The alternative, as some Christians suggest, is for Muslims to find a large area in the outskirts of the city for their Friday congregation like what they do during the Eid festivals. The suggestion is unwise because it implies that every Friday will bring untold hardship to the entire population of Jos metropolis. Apart from expenditure, it means that at least for two hours all the major roads will be suffocated by traffic as Muslims drive to and from the ‘Friday ground’. Their businesses, which they share with non-Muslims either as buyers or sellers, will also close for at least two hours. This does not make any economic or social sense. It is an extravagance in time management which government should not indulge in because it will reduce the productivity of the state.

The only solution is for inhabitants of the city and their government to tolerate, as does the rest of the world, the brief occupation of the affected main roads for the moment of prayer. The Muslims on their part should not barricade roads for a whole hour except for the time intended for the sermon and the prayer.  At any rate, the government has seen the impossibility of this measure last Friday. It has no option but to bend over backwards for the sake of peace.

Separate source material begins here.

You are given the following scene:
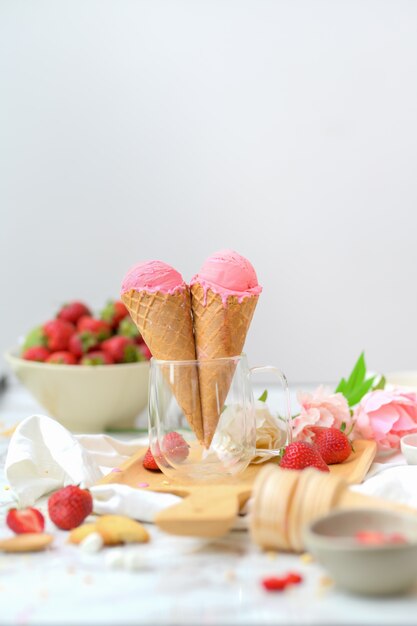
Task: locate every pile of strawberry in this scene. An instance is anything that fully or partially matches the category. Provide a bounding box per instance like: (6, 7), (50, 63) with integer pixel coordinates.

            But the state government will be fooling itself if it thinks that banning road barricades and limiting the number of mosques in the town to please its Christian population will solve the intolerance and dissent that pushed it to violence last month. The answer lies in tackling the underlying economic and political problems of which the intolerance was only a symptom, as we said two weeks ago.

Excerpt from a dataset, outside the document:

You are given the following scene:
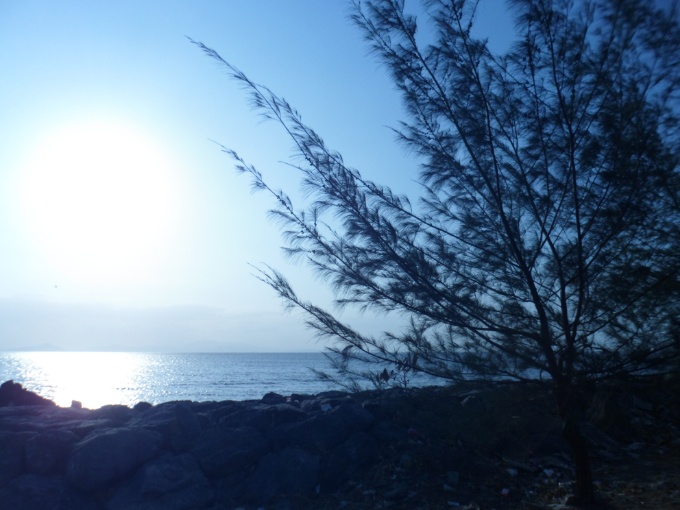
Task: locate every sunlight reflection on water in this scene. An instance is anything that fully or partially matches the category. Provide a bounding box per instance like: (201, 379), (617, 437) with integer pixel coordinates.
(0, 352), (332, 409)
(3, 352), (148, 408)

            First, the leadership of Plateau State, like that of any other state in Nigeria, must realize the enormous responsibilities that rest on its shoulder. There is a need for concrete ideas and projects that will provide jobs for hundreds of thousands of its unemployed. This must be based on farming, mining and trade. I have little confidence in government programs; experience shows that they end up as conduits of looting by their inventors and managers. Therefore, youths today must be told that the era of white-collar jobs for all in Nigeria is over. People, like our ancestors, must learn to rely on their initiative and engage in grassroots jobs. However it is the responsibility organisations, community leaders and opinion shapers to articulate this position and inculcate it into the brains of youths.

            Self-employment is thus the primary answer. Secondary to it is the effort of government in attracting investors into the state especially in mining and processing of agricultural products. This responsibility of government is made more difficult now than ever with the unfortunate crisis that took place last month. The careful selection of properties of the so-called settlers for destruction has left an impression that unless an investor belongs to a certain class of ethnic groups or a certain religion, his investments, no matter how long they have been on the ground, will just be converted to rubbles within a few hours. His life too is not safe. We have seen it happen to shops, to transport vehicles, to buildings and to life. It will take a lot of public relations for the government to convince investors that the problem is not entrenched.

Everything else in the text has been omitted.